Coupled with the increase in load is a speed of deployment dynamic. Modularized construction of charging infrastructure leads to load growth that outpaces growth seen with more conventional infrastructure projects. Most respondents — a combined 62 percent — said they require a lead time of more than six months (Figure 22) to accommodate new EV loads. Sixteen percent can do it in less than six months, and 22 percent are ready to accommodate new load today.

These six-month-plus timelines are unrealistic when weighed against the speed of EV adoption. Utilities need to do something to speed up that timeline, but what?

Survey respondents pointed to three primary lessons they’ve learned with EV charging infrastructure: 1) calculating return on investment (ROI) is difficult; 2) installation costs vary greatly across sites; and 3) it’s more cost effective to develop new sites versus retrofitting existing structures.

2021 Electric Report figure 23

Quantifying ROI on charging stations comes down to the “U” word — utilization. Site owners have a tough time gauging the utilization of private vehicles, making it difficult to calculate ROI. For example, they may build a charging station that is rarely used because people can charge their passenger vehicles at home or at work. By focusing their efforts on dedicated fleets, utilities more accurately can gauge ROI because fleet managers have predictable information that can help dictate those returns.

When it comes to the cost of installation, utilities can start getting more involved in the site-to-site details to understand what drives cost and site selection. This also goes for installing EV charging in new developments versus existing structures. By increasing engagement and learning the language, utilities can create more compelling, cost-effective programs.
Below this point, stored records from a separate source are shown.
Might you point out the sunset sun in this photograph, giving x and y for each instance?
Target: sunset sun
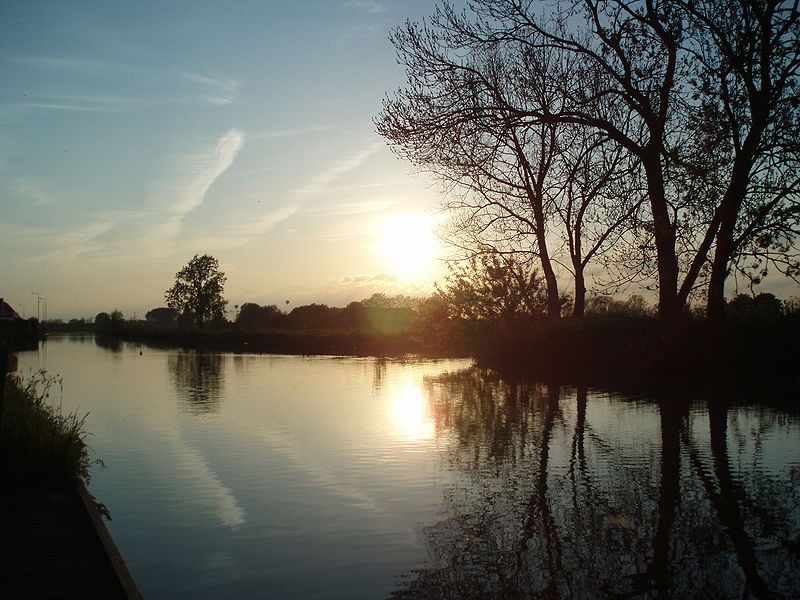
(407, 244)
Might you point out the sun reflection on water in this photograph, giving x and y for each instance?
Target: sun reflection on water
(410, 413)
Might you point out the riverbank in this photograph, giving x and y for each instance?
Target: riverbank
(40, 446)
(618, 351)
(53, 542)
(285, 341)
(645, 354)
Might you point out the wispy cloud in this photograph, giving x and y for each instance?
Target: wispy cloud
(284, 133)
(352, 208)
(370, 6)
(319, 182)
(201, 171)
(179, 86)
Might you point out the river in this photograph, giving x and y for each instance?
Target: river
(265, 476)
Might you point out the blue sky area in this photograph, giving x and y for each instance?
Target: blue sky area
(135, 135)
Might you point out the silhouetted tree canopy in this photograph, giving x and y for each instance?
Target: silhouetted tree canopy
(162, 316)
(544, 117)
(198, 290)
(254, 316)
(492, 286)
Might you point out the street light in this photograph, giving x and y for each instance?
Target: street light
(38, 301)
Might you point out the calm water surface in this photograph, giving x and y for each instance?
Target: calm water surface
(260, 476)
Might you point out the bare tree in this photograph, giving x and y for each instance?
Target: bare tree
(748, 56)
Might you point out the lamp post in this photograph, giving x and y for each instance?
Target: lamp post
(38, 302)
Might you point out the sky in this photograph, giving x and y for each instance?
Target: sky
(136, 135)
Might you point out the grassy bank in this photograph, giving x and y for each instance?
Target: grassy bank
(643, 352)
(287, 341)
(40, 446)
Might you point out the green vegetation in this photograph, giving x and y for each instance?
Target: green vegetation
(41, 446)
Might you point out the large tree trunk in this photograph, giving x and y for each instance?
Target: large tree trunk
(730, 207)
(715, 301)
(579, 306)
(553, 300)
(669, 307)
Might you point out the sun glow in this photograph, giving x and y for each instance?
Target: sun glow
(408, 244)
(410, 414)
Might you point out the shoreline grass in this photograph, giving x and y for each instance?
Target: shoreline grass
(40, 445)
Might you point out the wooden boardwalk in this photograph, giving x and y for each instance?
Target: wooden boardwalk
(52, 547)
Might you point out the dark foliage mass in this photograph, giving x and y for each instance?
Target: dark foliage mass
(654, 140)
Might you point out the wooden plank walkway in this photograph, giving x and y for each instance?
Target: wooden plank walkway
(51, 547)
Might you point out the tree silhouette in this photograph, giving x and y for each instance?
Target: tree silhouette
(198, 290)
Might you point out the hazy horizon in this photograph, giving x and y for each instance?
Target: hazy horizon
(136, 136)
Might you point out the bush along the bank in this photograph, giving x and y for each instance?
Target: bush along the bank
(40, 446)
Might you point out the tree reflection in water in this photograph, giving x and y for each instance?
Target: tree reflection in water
(198, 379)
(564, 493)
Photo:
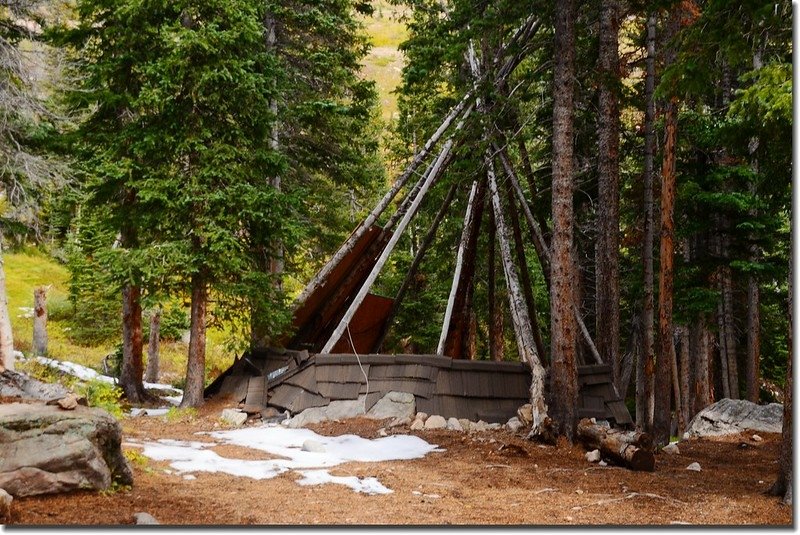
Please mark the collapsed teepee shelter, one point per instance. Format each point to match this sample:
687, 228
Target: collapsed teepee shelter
340, 326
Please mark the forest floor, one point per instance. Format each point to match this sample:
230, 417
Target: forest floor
490, 478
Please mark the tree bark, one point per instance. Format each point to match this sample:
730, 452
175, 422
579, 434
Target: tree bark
6, 336
784, 483
563, 368
196, 361
495, 312
130, 378
645, 366
607, 245
631, 449
153, 347
40, 321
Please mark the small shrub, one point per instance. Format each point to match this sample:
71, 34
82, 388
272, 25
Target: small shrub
104, 396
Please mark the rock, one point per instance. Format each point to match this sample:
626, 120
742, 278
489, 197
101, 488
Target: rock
593, 456
19, 385
5, 506
397, 422
335, 410
525, 414
454, 425
435, 422
480, 426
313, 446
69, 402
233, 417
733, 416
393, 405
514, 424
46, 450
145, 519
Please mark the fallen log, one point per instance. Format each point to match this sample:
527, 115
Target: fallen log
631, 449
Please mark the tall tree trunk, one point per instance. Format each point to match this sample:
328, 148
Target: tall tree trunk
645, 366
196, 362
6, 336
40, 321
153, 347
784, 483
563, 369
730, 334
607, 246
666, 353
495, 311
130, 378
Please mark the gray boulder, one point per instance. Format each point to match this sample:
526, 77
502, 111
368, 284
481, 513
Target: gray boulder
394, 405
46, 449
732, 416
20, 385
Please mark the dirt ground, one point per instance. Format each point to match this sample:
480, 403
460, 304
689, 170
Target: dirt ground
492, 478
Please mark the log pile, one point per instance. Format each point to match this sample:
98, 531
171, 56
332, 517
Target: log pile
631, 449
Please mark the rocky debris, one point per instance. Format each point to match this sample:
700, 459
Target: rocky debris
68, 402
5, 506
19, 385
454, 425
593, 456
335, 410
671, 449
234, 417
47, 450
397, 422
145, 519
313, 446
732, 416
435, 422
514, 424
393, 405
525, 414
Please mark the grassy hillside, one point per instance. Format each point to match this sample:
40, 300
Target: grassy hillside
384, 62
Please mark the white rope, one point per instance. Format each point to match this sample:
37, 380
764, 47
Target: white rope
353, 347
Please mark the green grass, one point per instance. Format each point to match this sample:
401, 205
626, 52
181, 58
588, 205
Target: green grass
29, 269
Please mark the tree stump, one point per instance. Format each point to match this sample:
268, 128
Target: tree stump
631, 449
40, 321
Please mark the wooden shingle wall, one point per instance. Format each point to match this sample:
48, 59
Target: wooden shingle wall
477, 390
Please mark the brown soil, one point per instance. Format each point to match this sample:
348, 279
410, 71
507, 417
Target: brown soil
481, 479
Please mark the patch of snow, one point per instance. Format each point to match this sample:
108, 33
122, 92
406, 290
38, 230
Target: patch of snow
81, 372
367, 485
287, 445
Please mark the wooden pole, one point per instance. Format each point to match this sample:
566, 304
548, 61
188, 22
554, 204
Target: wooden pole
322, 276
412, 270
151, 373
468, 220
40, 321
362, 293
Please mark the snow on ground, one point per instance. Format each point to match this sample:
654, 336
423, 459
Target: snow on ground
291, 446
85, 373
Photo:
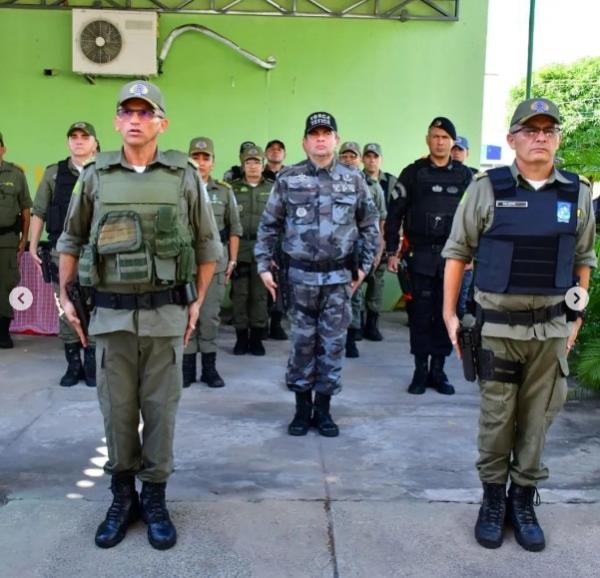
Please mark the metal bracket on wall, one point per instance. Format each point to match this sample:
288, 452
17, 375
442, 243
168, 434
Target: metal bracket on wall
402, 10
267, 64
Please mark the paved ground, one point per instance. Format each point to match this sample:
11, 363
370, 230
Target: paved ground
395, 495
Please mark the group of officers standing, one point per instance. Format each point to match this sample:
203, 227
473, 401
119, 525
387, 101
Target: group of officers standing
136, 226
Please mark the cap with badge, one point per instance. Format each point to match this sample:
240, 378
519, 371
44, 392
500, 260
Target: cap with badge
372, 147
254, 152
320, 120
462, 143
350, 146
86, 127
445, 124
275, 141
143, 90
202, 144
535, 107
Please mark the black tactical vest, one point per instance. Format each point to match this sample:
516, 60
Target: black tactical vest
530, 247
57, 210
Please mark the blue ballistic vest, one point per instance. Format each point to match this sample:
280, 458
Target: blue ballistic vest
530, 247
439, 190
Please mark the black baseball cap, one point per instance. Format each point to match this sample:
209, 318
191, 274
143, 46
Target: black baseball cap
320, 119
445, 124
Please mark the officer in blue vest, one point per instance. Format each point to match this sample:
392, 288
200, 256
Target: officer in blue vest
531, 228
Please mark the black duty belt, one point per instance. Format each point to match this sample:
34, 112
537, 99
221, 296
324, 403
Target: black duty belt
153, 300
319, 266
528, 318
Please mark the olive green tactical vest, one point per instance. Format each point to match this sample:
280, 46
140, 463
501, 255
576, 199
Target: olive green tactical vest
139, 242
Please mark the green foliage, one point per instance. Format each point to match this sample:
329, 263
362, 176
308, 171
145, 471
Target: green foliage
587, 352
575, 88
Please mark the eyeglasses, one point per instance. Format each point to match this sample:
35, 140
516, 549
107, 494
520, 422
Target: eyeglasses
534, 131
145, 115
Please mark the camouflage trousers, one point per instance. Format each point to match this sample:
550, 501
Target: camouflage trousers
320, 315
514, 418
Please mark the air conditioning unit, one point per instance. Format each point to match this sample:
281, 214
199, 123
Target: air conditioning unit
114, 42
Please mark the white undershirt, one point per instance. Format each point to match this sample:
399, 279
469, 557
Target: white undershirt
537, 184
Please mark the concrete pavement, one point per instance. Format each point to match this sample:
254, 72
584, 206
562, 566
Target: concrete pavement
395, 495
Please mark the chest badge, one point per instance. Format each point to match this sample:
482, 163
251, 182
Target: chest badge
563, 212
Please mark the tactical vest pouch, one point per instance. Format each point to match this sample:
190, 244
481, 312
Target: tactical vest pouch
88, 267
494, 258
119, 232
186, 265
166, 239
563, 276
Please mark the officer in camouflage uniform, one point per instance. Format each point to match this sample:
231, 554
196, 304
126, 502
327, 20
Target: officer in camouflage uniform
349, 155
50, 206
226, 213
248, 294
372, 159
142, 223
322, 209
422, 205
531, 228
15, 204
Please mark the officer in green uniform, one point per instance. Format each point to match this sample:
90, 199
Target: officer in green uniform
50, 206
226, 213
374, 283
349, 155
531, 228
15, 204
248, 294
138, 229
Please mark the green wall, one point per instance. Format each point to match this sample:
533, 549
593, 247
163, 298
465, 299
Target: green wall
383, 80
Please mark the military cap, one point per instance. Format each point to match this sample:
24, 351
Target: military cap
86, 127
202, 144
445, 124
320, 119
535, 107
254, 152
462, 143
144, 90
372, 147
350, 146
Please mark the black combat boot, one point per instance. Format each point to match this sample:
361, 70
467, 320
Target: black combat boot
241, 344
276, 331
161, 531
74, 368
124, 510
189, 369
210, 375
351, 349
490, 522
419, 382
372, 332
437, 378
322, 419
303, 416
89, 366
255, 345
5, 339
521, 515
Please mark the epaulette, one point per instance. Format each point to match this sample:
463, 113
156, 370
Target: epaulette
585, 181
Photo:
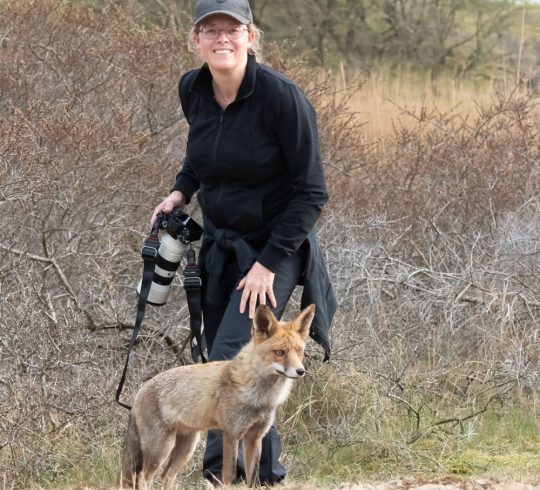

Another issue is the effect of location on EV adoption in private vehicles, and the related effect on charging infrastructure. Passenger EVs have a higher price tag and thus tend to concentrate in zip codes with higher incomes. Often, these residential areas do not align with the warehouse districts or distribution facilities where fleet vehicles — and associated charging infrastructure — are deployed. It’s important to consider the feeders and substations that are likely to be constrained at certain hours on a time domain as the pace of EV adoption continues to increase. This understanding will ensure that investments in infrastructure upgrades are targeted in a strategic manner.

 

Utilities Must Step Up

So, how can utilities resolve these issues and prepare for the next wave of C&I electrification? Taking a leadership role in infrastructure deployment to meet the increasing demands of EVs will ensure that utilities maintain a prominent position in serving the electric delivery needs of customers.

The industry storyline is that fleet managers need to engage with their utility, but this also is true in reverse: Utilities must engage with their customers, particularly when it comes to C&I engagement. C&I customers will comprise a significant portion of engagement around EV charging going forward; by working directly with these customers, utilities will be better equipped to more accurately predict ROI and prepare for the infrastructure requirements that accompany EV charging programs.